About Me

Hi, I'm James, and I sometimes do programming.

Here are some of my online profiles:

If you would like to get in touch by email, email me at chat at this website's domain.

I am also interested in starting an essay reading club – this would be a fairly slow-paced club where we vote on and read through essays (both simple and complex) and meet virtually to discuss them. If this sounds like something you would be interested in joining, click this essay reading club Discord invite link.

Favourite Things

For the vanishingly few people who might be interested, below are some of my favourite things. If you give some of these a go, let me know what you think of them.

Novels

George Orwell, Coming Up for Air (1939)

Coming Up for Air is a humorously pessimistic novel detailing the vaguely disappointing life of George Bowling, a 45-year-old insurance salesman, and is set just before the start of World War II.

At risk of admitting the dullness of my life publicly, I think about this book and George Bowling often.
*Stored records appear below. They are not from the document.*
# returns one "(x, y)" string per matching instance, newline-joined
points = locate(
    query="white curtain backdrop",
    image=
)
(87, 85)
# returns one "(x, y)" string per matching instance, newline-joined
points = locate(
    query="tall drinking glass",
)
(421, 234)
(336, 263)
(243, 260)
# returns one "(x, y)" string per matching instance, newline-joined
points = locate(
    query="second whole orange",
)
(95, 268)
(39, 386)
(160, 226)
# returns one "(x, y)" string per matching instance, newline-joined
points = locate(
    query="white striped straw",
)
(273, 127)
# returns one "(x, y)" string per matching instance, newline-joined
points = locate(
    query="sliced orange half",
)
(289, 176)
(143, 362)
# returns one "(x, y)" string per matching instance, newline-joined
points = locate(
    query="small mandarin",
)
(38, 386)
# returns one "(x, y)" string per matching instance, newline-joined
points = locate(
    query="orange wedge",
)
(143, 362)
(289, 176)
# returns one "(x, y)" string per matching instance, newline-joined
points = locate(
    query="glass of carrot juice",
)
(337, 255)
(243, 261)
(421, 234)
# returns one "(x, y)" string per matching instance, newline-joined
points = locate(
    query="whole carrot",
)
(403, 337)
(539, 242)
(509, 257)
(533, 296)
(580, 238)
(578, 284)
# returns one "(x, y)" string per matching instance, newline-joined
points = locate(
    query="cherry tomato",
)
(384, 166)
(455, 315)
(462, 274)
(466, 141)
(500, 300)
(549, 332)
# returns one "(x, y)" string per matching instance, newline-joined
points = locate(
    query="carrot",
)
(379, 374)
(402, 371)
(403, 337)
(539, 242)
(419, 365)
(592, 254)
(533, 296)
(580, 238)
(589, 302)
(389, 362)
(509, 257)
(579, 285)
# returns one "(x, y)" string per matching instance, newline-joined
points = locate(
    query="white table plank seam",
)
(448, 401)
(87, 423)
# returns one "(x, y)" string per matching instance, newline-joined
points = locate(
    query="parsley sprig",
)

The ceaseless dull disappointments of lost nostalgia, endless sensationalized news, and, in the words of Sam Melville the experimental chemistry of food are all painfully relatable.

The motif of the legs gets called to mind often – a sensational news story in the novel where a woman's legs were found in a railway waiting-room. Bowling reflects and what with successive editions of the papers, the whole nation was supposed to be so passionately interested in these blasted legs that they didn't need any further introduction. At time of writing, I have been growing increasingly tired of the news sorties of the hour – the asbestos in childrens' play sand: Who's to pay? How could this have happened? More play sand found laced with asbestos! Human rights lawyer demands urgent investigation! swinging to a recent sewerage overflow into the ocean: Warning: sewerage spill smell could get worse! Beaches closed! Mayor calls for investigation!

Music

One of my favourite genres of music, if it could be considered a genre in and of itself, is modern classical music featuring spoken voice or narration. Thankfully, there are composers who specialize in this, for example:

Kate Soper
A composer and vocalist who often composes with herself in mind as the performer. Soper's works often include spoken voice, soprano, ensemble, and electronics. Some of my favourite works are:
Ipsa Dixit
A series of works exploring philosophy by adapting text from the likes of Aristotle and Wittgenstein (who coincidentally features in another of my favourite songs: The Most Unwanted Song).
Voices From the Killing Jar
A collection of pieces depicting or adapting text from or about women stuck in hopeless situations – in other words, their own proverbial killing jars.
Missing Scenes
Music exploring the offstage scenes and conversations that are left for readers to ponder. Missing Scenes adapts and expands on James' The Wings of the Dove, Shakespeare's The Winter's Tale, and lost Greek Tragedies.
Frederic Rzewski
Rzewski's works often have political themes and adapt other political works or texts. Some of my favourites:
De Profundis
A work adapting text from Oscar Wilde's De Profundis – a letter Wilde wrote in prison.
Coming Together
A work that adapts text from a letter sent by Sam Melville shortly before the Attica riots.
Barbara Kolb
Kolb's music is impressionistic with a rich texture. Some favourites are:
Chromatic Fantasy
A work for narrator and six instruments, adapting a poem by Howard Sten
Three Place Settings
A triptych featuring texts about food.

Other pieces featuring spoken voice that I like are Eric Wubbels' Auditory Scene Analysis, part I, and Louis Andriessen's De Stijl .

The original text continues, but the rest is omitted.